# Harvesting data from the Bulletin (or any other digitised journal)

<div class="alert alert-warning">
    This notebook is outdated. For a more general approach to harvesting data from Trove journals see:
    <ul>
        <li><a href="Get-text-from-a-Trove-journal.ipynb">Get OCRd text from a digitised journal in Trove</a></li>
        <li><a href="Get-page-images-from-a-Trove-journal.ipynb">Get covers (or any other pages) from a digitised journal in Trove</a></li>
    </ul>
</div>

The National Library of Australia is digitising lots of interesting and useful journals like *The Bulletin*. These can be downloaded as images, PDFs or as plain text. However, as there's no API access, there's no obvious way of mechanising the download process to create large data sets. But with a little reverse engineering of the interface and some screen scraping it *is* possible. This notebook will show you how, providing all you need to download all the issue metadata of *The Bulletin*, along with high-resoluation images of the covers, and the OCRd text.

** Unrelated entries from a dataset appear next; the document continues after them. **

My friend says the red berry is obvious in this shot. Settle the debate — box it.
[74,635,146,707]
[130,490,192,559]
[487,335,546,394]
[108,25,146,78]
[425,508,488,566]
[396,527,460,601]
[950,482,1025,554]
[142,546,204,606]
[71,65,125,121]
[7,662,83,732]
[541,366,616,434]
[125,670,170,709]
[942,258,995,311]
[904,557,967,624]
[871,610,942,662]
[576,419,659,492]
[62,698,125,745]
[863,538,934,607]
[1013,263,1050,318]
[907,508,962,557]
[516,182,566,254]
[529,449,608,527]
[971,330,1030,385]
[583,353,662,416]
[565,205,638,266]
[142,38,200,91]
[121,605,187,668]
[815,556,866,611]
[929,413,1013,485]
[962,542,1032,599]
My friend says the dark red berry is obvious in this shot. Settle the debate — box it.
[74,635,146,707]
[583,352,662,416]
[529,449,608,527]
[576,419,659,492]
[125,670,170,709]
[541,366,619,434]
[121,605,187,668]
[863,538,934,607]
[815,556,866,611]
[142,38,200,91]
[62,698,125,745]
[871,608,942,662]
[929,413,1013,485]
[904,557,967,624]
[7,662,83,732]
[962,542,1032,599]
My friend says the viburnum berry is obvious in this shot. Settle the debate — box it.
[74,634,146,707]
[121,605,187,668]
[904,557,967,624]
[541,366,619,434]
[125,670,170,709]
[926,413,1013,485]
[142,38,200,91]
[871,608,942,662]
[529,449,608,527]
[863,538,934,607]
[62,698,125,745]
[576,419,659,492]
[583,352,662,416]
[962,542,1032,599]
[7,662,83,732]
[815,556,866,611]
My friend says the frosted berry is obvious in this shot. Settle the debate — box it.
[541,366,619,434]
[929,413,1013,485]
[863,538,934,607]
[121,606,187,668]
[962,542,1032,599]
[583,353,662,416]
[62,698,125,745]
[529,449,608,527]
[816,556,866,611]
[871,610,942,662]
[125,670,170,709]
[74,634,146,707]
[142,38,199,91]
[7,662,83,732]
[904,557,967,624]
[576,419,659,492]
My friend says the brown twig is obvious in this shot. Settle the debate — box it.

The code here could be easily modified to download data from another journal.

You can download [pre-harvested text and metadata](https://github.com/wragge/ozglam-workbench/blob/master/Trove/Cookbook/Harvesting-data-from-the-Bulletin.ipynb) from the Trove texts repository.

In [1]:
# Let's import the libraries we need.
import requests
from bs4 import BeautifulSoup
import time
import json
import os
import zipfile
import io
import re
import arrow
from arrow.parser import ParserError

In [2]:
# Make sure data directory exists
data_dir = os.path.join('journals', 'bulletin')
os.makedirs(data_dir, exist_ok=True)

## Getting the issue data

Each issue of a journal like *The Bulletin* has it's own unique identifier. You've probably noticed them in the urls of Trove resources. They look something like this `nla.obj-188537163`. Once we have the identifier for an issue we can easily download the contents, but how do we get a complete list of identifiers?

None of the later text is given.